But it would mean something like: Necessarily, there exists/is an x (God), such that a (the greatest conceivable being/ subject of all perfections) = x. — Amalac

...I should have just said that “there is [not “exists”] an x (God), such that...” (though as I said later in the ontological argument it is argued that God's existence is analytic), since otherwise one would just assume the existence of that “x” right away, which is not what I meant to write.

That way, the existence of x is not assumed, but (supposed to be) proved from analysis of the meanings of the terms involved.

How does a system of modal logic talk about its own semantics? I'm not saying it can't be done, but I'd like to know how it works. — TonesInDeepFreeze

The corollary of axiom M states that A→◇A , so systems that have axiom M do consider the actual world as one of the possible worlds, since a possible world is simply a world, real or imagined, that does involve any contradictions, and so the actual world is one of them.

My question was a followup. The previous point is more important:

I know the definition of E!xP, but I would like to know the definition of E!x.

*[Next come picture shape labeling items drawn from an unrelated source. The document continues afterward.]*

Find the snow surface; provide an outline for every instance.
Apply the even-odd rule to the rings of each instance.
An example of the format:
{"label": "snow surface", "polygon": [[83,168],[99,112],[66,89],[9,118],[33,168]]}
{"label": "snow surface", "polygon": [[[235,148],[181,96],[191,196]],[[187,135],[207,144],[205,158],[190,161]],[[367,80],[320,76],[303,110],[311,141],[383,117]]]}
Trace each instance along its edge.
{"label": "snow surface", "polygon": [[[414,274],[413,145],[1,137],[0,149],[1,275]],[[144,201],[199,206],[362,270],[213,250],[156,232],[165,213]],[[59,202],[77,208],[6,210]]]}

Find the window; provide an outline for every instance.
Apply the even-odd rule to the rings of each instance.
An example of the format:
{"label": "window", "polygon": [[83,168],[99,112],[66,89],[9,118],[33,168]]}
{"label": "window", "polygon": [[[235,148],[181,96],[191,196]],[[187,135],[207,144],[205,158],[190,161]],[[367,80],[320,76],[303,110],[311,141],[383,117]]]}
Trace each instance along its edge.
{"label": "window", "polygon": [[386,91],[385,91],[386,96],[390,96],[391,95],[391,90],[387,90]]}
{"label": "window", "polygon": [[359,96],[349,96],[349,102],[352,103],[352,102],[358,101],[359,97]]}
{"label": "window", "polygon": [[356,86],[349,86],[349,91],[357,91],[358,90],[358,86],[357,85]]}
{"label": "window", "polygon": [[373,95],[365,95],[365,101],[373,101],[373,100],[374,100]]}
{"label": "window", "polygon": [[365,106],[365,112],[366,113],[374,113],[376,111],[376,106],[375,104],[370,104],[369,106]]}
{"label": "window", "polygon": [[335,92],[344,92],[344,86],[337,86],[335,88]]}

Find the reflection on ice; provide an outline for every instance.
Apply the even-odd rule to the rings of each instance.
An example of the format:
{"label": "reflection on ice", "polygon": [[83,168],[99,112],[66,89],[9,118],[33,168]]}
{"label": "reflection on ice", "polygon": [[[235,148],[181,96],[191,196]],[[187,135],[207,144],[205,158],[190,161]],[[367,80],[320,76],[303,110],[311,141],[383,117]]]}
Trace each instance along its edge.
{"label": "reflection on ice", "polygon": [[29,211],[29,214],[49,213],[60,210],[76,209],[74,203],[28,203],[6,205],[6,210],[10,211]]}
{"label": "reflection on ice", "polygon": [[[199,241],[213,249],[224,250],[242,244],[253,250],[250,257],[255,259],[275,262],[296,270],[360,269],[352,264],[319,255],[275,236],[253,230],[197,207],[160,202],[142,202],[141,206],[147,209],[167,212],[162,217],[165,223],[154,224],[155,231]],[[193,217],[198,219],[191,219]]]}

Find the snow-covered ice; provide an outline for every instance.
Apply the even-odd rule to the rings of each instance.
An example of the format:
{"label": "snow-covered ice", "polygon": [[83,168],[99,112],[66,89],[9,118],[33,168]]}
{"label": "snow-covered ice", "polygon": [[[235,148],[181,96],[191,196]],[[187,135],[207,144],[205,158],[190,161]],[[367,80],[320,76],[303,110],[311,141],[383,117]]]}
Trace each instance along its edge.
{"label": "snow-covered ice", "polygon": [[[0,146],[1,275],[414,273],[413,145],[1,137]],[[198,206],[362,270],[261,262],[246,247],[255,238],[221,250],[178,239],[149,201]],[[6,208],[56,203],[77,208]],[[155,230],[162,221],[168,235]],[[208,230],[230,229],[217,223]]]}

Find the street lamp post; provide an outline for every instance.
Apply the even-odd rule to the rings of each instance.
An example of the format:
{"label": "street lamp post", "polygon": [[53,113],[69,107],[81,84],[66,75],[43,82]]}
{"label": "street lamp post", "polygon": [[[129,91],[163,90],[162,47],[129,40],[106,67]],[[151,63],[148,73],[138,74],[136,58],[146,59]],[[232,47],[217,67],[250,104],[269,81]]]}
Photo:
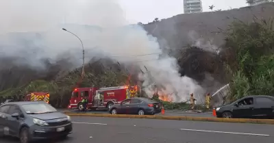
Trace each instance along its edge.
{"label": "street lamp post", "polygon": [[67,32],[68,32],[68,33],[71,33],[71,34],[73,34],[73,35],[74,35],[75,37],[77,37],[78,39],[79,39],[79,40],[80,40],[80,42],[81,42],[81,44],[82,44],[82,50],[83,50],[83,63],[82,63],[82,78],[84,78],[84,74],[85,74],[85,71],[84,71],[84,66],[85,66],[85,50],[84,49],[84,44],[83,44],[83,42],[81,40],[81,39],[77,36],[77,35],[75,35],[75,34],[73,34],[73,33],[72,33],[71,31],[68,31],[67,29],[64,29],[64,28],[62,28],[62,30],[64,30],[64,31],[67,31]]}

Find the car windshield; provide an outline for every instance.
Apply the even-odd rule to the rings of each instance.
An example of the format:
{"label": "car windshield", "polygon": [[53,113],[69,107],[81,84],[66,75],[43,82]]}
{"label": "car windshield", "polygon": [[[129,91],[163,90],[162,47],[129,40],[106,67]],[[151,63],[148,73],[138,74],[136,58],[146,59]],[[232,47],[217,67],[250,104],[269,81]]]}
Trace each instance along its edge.
{"label": "car windshield", "polygon": [[49,104],[26,104],[22,105],[27,114],[43,114],[57,112],[57,110]]}

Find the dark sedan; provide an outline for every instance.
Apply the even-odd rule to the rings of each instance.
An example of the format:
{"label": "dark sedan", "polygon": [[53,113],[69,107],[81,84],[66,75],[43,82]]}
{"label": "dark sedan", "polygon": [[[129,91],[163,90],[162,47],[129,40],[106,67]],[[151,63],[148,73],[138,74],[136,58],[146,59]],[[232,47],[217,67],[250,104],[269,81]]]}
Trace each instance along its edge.
{"label": "dark sedan", "polygon": [[218,118],[274,118],[274,97],[248,96],[216,108]]}
{"label": "dark sedan", "polygon": [[120,104],[115,104],[110,108],[112,114],[153,115],[161,112],[160,104],[146,98],[125,99]]}
{"label": "dark sedan", "polygon": [[12,102],[0,106],[0,136],[19,138],[21,143],[65,138],[72,131],[71,117],[41,101]]}

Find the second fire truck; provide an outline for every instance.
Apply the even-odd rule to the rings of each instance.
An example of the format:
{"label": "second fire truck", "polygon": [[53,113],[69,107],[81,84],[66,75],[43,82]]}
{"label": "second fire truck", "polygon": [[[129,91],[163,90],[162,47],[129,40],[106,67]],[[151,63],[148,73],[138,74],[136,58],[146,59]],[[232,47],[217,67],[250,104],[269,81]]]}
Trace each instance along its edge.
{"label": "second fire truck", "polygon": [[83,110],[84,106],[81,101],[84,98],[88,97],[88,109],[96,109],[97,107],[109,109],[112,105],[120,103],[126,99],[136,97],[140,91],[140,87],[137,86],[75,88],[72,92],[68,107]]}

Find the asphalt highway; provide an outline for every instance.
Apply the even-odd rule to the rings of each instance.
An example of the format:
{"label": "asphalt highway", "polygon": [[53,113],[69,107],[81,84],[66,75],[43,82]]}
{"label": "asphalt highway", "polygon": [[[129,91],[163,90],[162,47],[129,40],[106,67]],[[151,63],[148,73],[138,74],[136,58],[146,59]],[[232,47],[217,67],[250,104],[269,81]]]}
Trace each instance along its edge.
{"label": "asphalt highway", "polygon": [[[78,111],[74,111],[73,112],[79,112]],[[83,113],[90,114],[109,114],[107,111],[88,111]],[[156,115],[162,115],[160,113]],[[164,116],[197,116],[197,117],[213,117],[212,113],[205,112],[205,113],[197,113],[197,112],[165,112]]]}
{"label": "asphalt highway", "polygon": [[[274,125],[73,117],[73,133],[40,143],[273,143]],[[5,138],[0,142],[16,143]]]}

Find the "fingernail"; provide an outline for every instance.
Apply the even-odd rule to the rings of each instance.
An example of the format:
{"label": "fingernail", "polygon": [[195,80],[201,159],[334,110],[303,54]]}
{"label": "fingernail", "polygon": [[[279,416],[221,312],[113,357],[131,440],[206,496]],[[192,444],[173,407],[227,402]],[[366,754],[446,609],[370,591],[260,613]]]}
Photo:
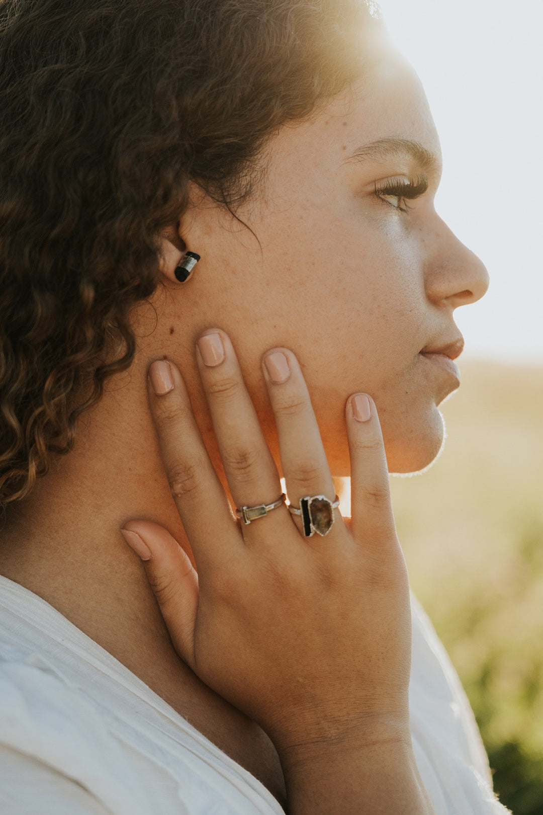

It doesn't need to have a particular definition – it's just a predicate.

I haven't found a full explication of the argument in a modal logic, with all the terms defined from primitives or previously defined terms.

How does a system of modal logic talk about its own semantics? I'm not saying it can't be done, but I'd like to know how it works.
— TonesInDeepFreeze

The corollary of axiom M states that A→◇A , so systems that have axiom M do consider the actual world as one of the possible worlds, since a possible world is simply a world, real or imagined, that does involve any contradictions, and so the actual world is one of them. — Amalac

I don't see how that answers my question.